Luego de haber comido esas exquisitas empanadas nos animamos a introducirnos con los pies descalzos al mar. Tomados de la mano como amantes fugitivos de verano, con la burbujeante espuma bañando nuestros pies, escuchando la intensa percusión de las olas al colisionar con las rocas y el graznido de las gaviotas reverberando en un cielo surrealista. Me cargaste en tu espalda y eso fue tan tierno. Me hiciste sentir como un niño de nuevo. Nos sentamos en la orilla y jugamos con la arena haciendo dibujos aleatorios. Mi inicial colgando en tu cadena de plata y la tuya en la mía, esperando para observar el ocaso a tu lado, parados frente al mar con nuestras manos atadas, un lienzo pintándose ante nosotros, colores que jamás se volverían a repetir, que causaron fascinación, como las pinturas de Leonid Afremov.

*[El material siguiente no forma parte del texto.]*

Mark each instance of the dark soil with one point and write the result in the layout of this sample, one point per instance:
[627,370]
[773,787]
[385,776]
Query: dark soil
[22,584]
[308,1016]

Despedimos esa noche con una cálida fogata a la luz de la luna llena que separaba las oscuras aguas del mar con su intrusa y plateada mangata, sentados en la arena mirando al fuego desdoblarse, con tu cabeza inclinada sobre mi hombro, cantándote una balada que solo nosotros recordaríamos.


El eterno resplandor de un efímero verano que nos obsequió los momentos más gloriosos y nos dejó los recuerdos más hermosos, como cuando nos bañamos en la piscina a medianoche, como cuando me hiciste el amor en el sofá y acabamos en la alfombra completamente exhaustos, o como cuando ibas conduciendo de regreso a Santiago por la ruta 5 a 100, coreando el himno de la radio: - "Oh, when I look back now that summer seemed to last forever" – No era el verano del 69 pero esa canción siempre me recordaría aquel verano tardío que pasamos juntos, siempre me llevaría de regreso a aquel caprichoso, rebelde y romántico verano de 2015.